Des étudiants se sont rendus, par exemple, au Marché du Vieux-Port. A priori un lieu banal, où promeneurs et acheteurs déambulent dans le calme devant les étalages. Pour Alfredo Ramirez, originaire du Chili, cet espace a toutefois des allures très exotiques. «C’est très différent des marchés de chez moi, souligne-t-il. En plus, comme étranger, on pense que cela fait partie de la tradition québécoise d’acheter des produits locaux comme les fromages artisanaux. En fait, c’est une identité en train de se construire.» Le duo qui a travaillé sur la rue du Trésor a eu la même impression. En voyant les touristes acheter des images du Château Frontenac reproduites ad nauseam, Jean-Dominique Hamel-Ratté et Ariane Roy Marin se sont interrogés sur l’authenticité de ce coin de la ville. «Nous avons découvert un monde préfabriqué, un monde artistique construit de toutes pièces afin de répondre aux fantasmes touristiques. Seulement, est-ce les visiteurs étrangers qui produisent ces images stéréotypées ou est-ce nous-mêmes qui participons à cette construction?», écrivent-ils dans leur présentation.
En faisant l’exercice de regarder leur propre ville, les étudiants ont réalisé une des difficultés de l’anthropologie, celle de réussir à prendre une distance, à s’observer soi-même. Ce faisant, comme le constate Bernard Roy, le rapport à l’autre se modifie, et ce qui pouvait sembler marginal au départ devient banal. Patricia Lamotte et Ariane Presseau ont rencontré, entre autres, un tatoueur. Au départ, tout dans son commerce semblait à la marge. Les dessins tatoués sur les corps des clients ou les implants sous-cutanés modifiant l’apparence de la peau parlaient d’une génération underground en milieu urbain. Pourtant, en discutant avec le propriétaire du salon, Jay, les étudiantes ont appris qu’il possédait une maison avec piscine et que la veille il jouait avec sa petite fille dans les feuilles d’automne. Une activité que n’auraient pas reniée des parents fonctionnaires, un profil davantage banal dans la capitale de la province.

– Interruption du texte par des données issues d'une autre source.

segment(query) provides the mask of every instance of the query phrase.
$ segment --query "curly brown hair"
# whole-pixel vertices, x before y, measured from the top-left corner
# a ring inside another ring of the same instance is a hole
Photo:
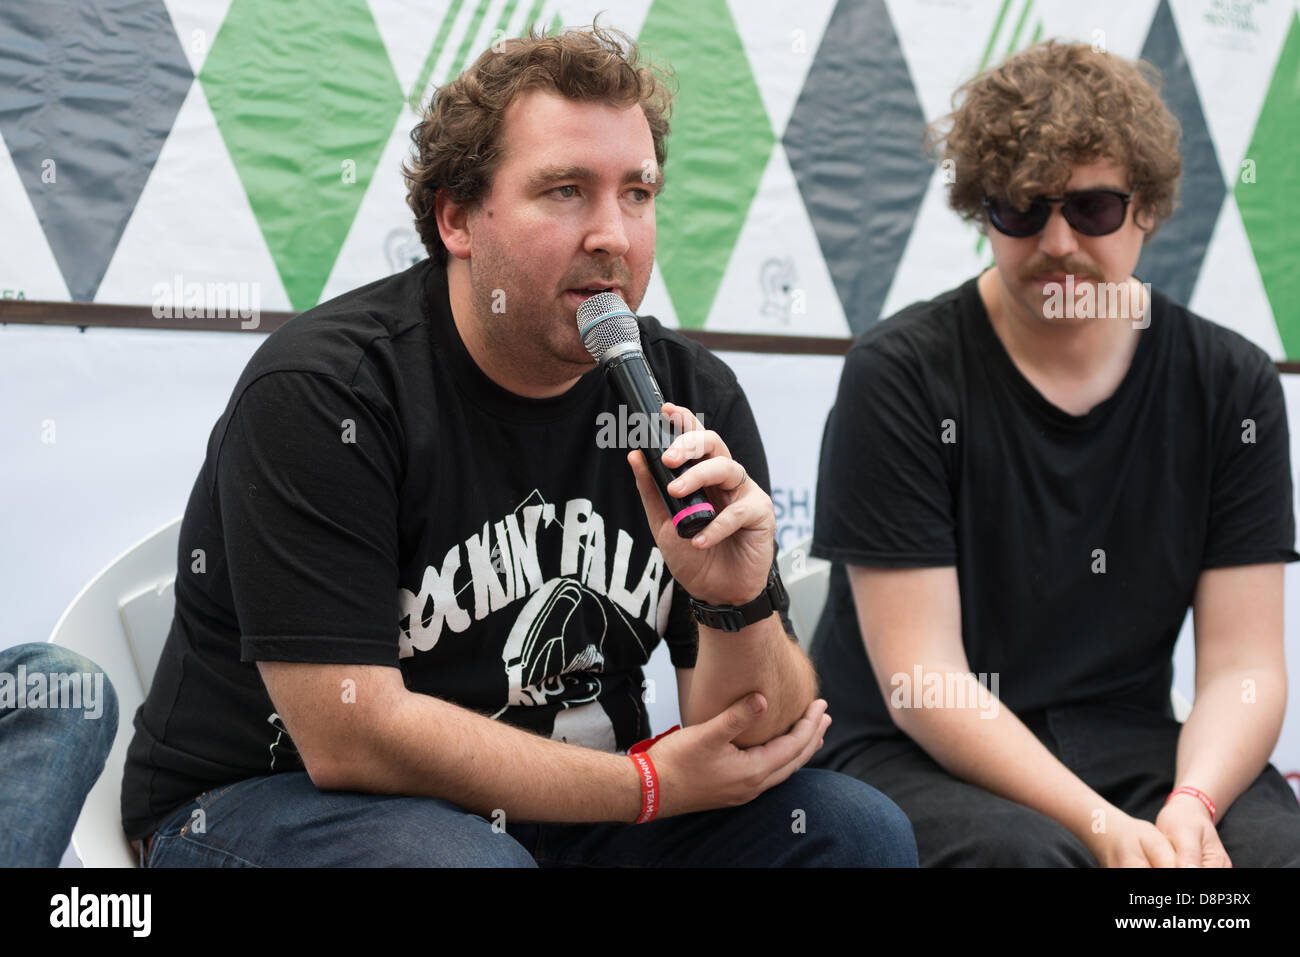
[[[488,194],[501,160],[506,108],[515,97],[542,89],[571,100],[640,104],[662,169],[668,158],[673,83],[669,73],[645,63],[631,37],[596,23],[552,36],[534,29],[527,37],[494,44],[434,92],[411,131],[413,155],[402,173],[424,248],[436,262],[447,262],[434,213],[439,190],[465,206]]]
[[[1072,165],[1113,160],[1129,171],[1134,215],[1150,217],[1150,239],[1173,215],[1183,166],[1182,131],[1159,90],[1146,61],[1048,40],[958,89],[954,111],[927,128],[926,148],[953,161],[949,205],[980,223],[986,195],[1024,207],[1059,195]]]

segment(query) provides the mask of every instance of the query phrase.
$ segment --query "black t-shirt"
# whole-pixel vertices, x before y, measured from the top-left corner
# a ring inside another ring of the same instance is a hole
[[[768,489],[731,370],[640,327],[664,394]],[[176,612],[127,754],[128,837],[204,790],[302,769],[259,660],[394,665],[412,691],[540,734],[610,751],[646,737],[641,666],[662,636],[693,667],[698,633],[626,449],[598,447],[616,406],[602,370],[550,399],[493,383],[429,260],[268,337],[185,510]]]
[[[1089,701],[1167,712],[1201,571],[1300,557],[1272,362],[1152,299],[1128,373],[1079,416],[1016,368],[974,279],[854,343],[817,487],[812,551],[835,563],[813,643],[835,717],[818,763],[842,766],[898,733],[845,563],[956,566],[970,668],[1013,712]],[[889,676],[891,697],[924,706],[917,677]]]

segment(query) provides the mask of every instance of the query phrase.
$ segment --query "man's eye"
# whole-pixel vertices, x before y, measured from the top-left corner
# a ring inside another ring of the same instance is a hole
[[[632,198],[637,203],[648,203],[650,202],[650,200],[654,199],[654,195],[655,195],[654,193],[650,192],[650,190],[648,189],[634,189],[631,191],[631,193],[632,193]]]
[[[570,199],[578,195],[578,187],[572,184],[568,186],[556,186],[551,190],[551,192],[556,196],[559,196],[561,199]]]

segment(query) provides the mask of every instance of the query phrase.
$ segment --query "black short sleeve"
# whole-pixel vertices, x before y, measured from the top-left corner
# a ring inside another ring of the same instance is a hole
[[[933,407],[913,366],[870,344],[845,359],[818,470],[812,551],[819,558],[880,567],[956,563],[944,451],[945,439],[956,439],[956,410]]]
[[[338,378],[273,372],[244,390],[215,489],[243,660],[396,666],[399,461]]]
[[[1205,568],[1295,561],[1291,440],[1277,370],[1261,353],[1216,425]]]

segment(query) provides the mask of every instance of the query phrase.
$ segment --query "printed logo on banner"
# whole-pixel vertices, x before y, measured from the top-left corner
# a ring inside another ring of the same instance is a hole
[[[1259,23],[1255,20],[1258,3],[1259,0],[1208,0],[1201,16],[1221,33],[1253,37],[1259,34]]]
[[[410,269],[427,256],[420,234],[409,226],[390,230],[384,237],[384,258],[393,272]]]
[[[790,315],[794,311],[795,296],[798,290],[798,273],[794,259],[790,256],[773,257],[764,261],[759,269],[759,285],[763,293],[763,306],[760,310],[765,316],[780,320],[782,325],[790,324]]]
[[[785,551],[813,531],[813,491],[807,485],[772,489],[776,511],[776,547]]]

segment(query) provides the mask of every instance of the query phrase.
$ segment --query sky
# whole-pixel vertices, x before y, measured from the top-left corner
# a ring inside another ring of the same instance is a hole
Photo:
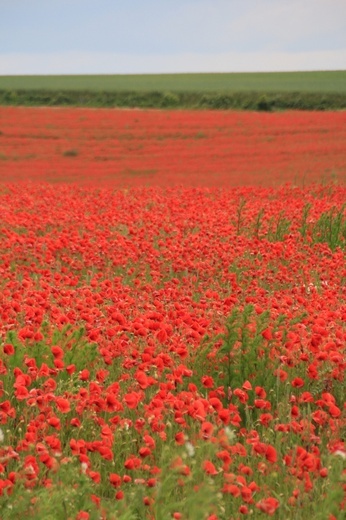
[[[346,69],[346,0],[0,0],[0,75]]]

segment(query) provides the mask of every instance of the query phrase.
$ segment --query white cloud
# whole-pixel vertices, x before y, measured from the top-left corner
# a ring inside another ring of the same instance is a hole
[[[0,75],[140,74],[345,70],[346,46],[323,52],[119,54],[63,52],[0,54]]]

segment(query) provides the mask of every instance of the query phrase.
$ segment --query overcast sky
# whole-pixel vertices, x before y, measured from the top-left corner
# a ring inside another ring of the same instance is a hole
[[[0,74],[346,69],[346,0],[0,0]]]

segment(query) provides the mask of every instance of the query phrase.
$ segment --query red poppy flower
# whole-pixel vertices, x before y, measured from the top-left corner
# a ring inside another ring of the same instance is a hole
[[[14,346],[11,343],[6,343],[3,346],[3,349],[4,349],[4,353],[7,354],[8,356],[13,356],[13,354],[15,352]]]
[[[266,513],[269,516],[273,516],[275,511],[279,507],[280,502],[276,498],[263,498],[259,502],[256,503],[256,507],[262,511],[262,513]]]
[[[205,460],[203,462],[203,469],[207,473],[207,475],[217,475],[218,471],[216,470],[214,464],[210,460]]]
[[[64,399],[63,397],[58,397],[56,400],[56,405],[61,413],[68,413],[71,411],[71,404],[68,399]]]
[[[109,482],[112,484],[113,487],[117,488],[121,486],[122,478],[117,473],[110,473]]]

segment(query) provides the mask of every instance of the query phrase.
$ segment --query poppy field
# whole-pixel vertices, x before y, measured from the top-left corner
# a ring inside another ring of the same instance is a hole
[[[0,115],[1,520],[344,518],[346,114]]]
[[[346,180],[346,112],[2,107],[0,180],[298,186]]]

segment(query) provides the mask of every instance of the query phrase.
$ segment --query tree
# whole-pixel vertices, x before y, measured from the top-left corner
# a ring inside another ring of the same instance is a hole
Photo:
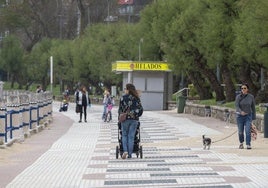
[[[9,73],[11,88],[16,81],[19,82],[24,70],[23,49],[17,37],[10,35],[3,39],[3,47],[0,51],[1,67]],[[19,82],[20,83],[20,82]]]
[[[122,26],[97,24],[88,28],[80,39],[75,41],[74,71],[80,82],[100,87],[116,84],[118,75],[111,74],[112,62],[121,59],[118,53],[119,32]],[[120,45],[120,44],[119,44]]]
[[[233,23],[238,18],[236,0],[204,1],[206,9],[202,30],[199,32],[201,50],[208,65],[220,71],[218,82],[223,83],[226,101],[235,99],[236,79],[231,69],[234,62],[232,58],[232,44],[234,41]]]
[[[49,85],[49,58],[51,56],[51,47],[52,41],[44,38],[40,43],[33,47],[33,50],[27,61],[28,75],[30,76],[30,80],[40,82],[44,90],[46,90],[47,86]]]
[[[248,83],[250,91],[257,95],[264,92],[261,87],[264,83],[260,82],[261,69],[268,67],[268,2],[245,0],[241,1],[238,7],[239,19],[234,26],[234,66],[237,67],[238,80]],[[267,102],[267,97],[261,100]]]
[[[146,30],[152,30],[154,38],[160,40],[158,43],[167,54],[168,62],[173,63],[186,73],[199,70],[206,78],[205,81],[209,82],[215,91],[216,100],[220,101],[225,98],[223,90],[216,79],[214,70],[209,67],[204,54],[202,54],[198,38],[203,21],[203,17],[200,15],[205,9],[206,7],[202,6],[199,1],[158,1],[145,10],[145,12],[149,11],[147,17],[153,18],[153,23],[146,22],[149,26]],[[168,14],[165,14],[165,10],[169,10]],[[144,15],[146,14],[144,13]],[[212,96],[207,86],[200,87],[202,89],[199,92],[202,93],[203,99]]]
[[[49,50],[53,56],[54,83],[60,83],[61,92],[65,90],[66,85],[71,89],[75,84],[74,47],[74,41],[53,40]]]

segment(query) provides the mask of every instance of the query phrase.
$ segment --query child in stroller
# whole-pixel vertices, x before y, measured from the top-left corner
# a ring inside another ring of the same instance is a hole
[[[143,152],[142,152],[142,146],[140,145],[140,122],[138,123],[137,130],[135,133],[135,138],[134,138],[134,147],[133,147],[133,153],[136,153],[137,158],[140,156],[140,158],[143,157]],[[116,159],[118,159],[119,155],[122,157],[123,155],[123,144],[122,144],[122,130],[121,130],[121,123],[118,122],[118,146],[116,146],[116,152],[115,156]]]
[[[63,101],[61,102],[61,105],[60,105],[60,112],[66,112],[68,110],[68,101],[66,99],[63,99]]]

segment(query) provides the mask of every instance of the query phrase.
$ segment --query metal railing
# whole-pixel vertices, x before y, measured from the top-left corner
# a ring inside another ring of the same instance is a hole
[[[190,88],[185,87],[185,88],[180,89],[176,93],[173,93],[173,95],[176,95],[176,101],[178,101],[179,96],[182,96],[183,92],[185,92],[185,91],[186,91],[186,97],[188,97],[189,96],[189,90],[190,90]]]
[[[0,105],[0,145],[24,139],[52,119],[50,92],[4,91]]]

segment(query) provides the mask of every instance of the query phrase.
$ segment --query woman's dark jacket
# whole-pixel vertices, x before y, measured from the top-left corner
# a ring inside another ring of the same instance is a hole
[[[127,119],[139,120],[143,113],[143,107],[139,98],[125,94],[120,98],[118,114],[128,112]]]

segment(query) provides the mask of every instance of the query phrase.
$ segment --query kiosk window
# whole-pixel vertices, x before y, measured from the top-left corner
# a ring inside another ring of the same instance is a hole
[[[145,91],[145,78],[139,77],[133,79],[133,84],[136,86],[137,89]]]
[[[147,91],[163,91],[163,78],[147,78]]]

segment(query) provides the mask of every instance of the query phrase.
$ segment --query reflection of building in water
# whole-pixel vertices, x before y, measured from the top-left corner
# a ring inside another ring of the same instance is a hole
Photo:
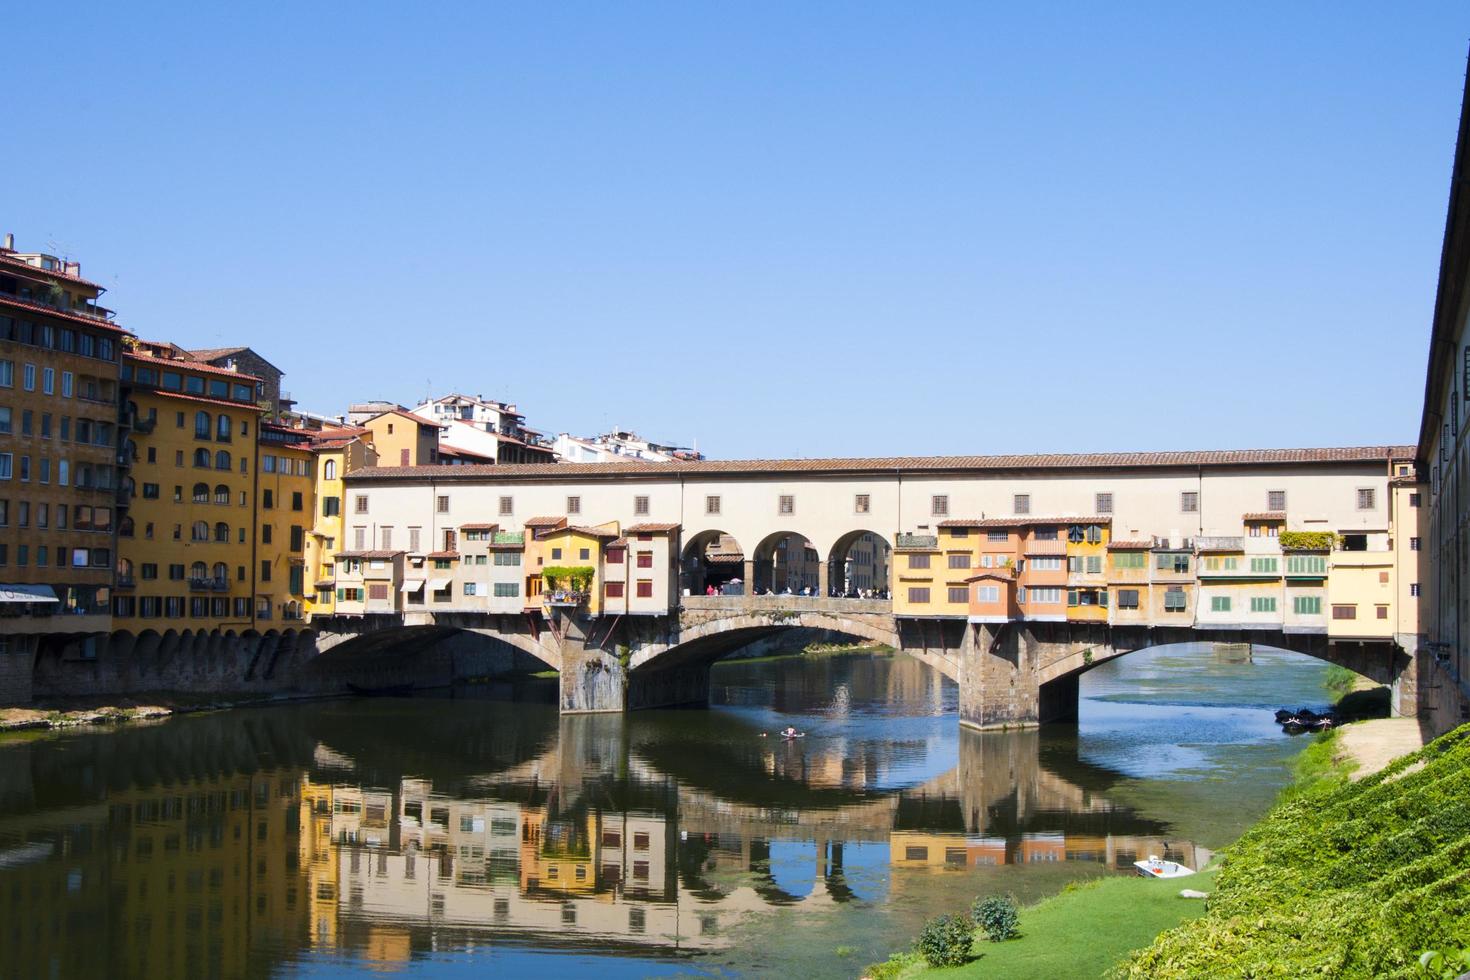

Au fil de leurs déambulations dans la ville, les anthropologues en devenir ont donc appris à regarder d’un autre œil les quartiers. Plusieurs ont découvert des restaurants exotiques dans le quartier Saint-Roch, mais en creusant un peu ils ont compris que cet exotisme de pacotille constituait souvent une construction très québécoise. Une immense murale d’une plage ensoleillée ressemble beaucoup au fantasme du Sud de nordiques en manque de chaleur. «Au fond, c’est le stéréotype de la différence, car on est toujours l’extraterrestre de quelqu’un», fait remarquer Bernard Roy. Le passage de la marge à la différence intéresse aussi beaucoup Laurent Jérôme. Le doctorant fait remarquer que l’arrivée de nouveaux commerces dans le «nouvo Saint-Roch», par exemple, tend à transformer la marge en phénomène banal. Des vendeurs de produits d’ici, comme une fromagerie ou une boucherie, participent à la formation d’une nouvelle identité québécoise, car cela devient à la mode d’acheter local.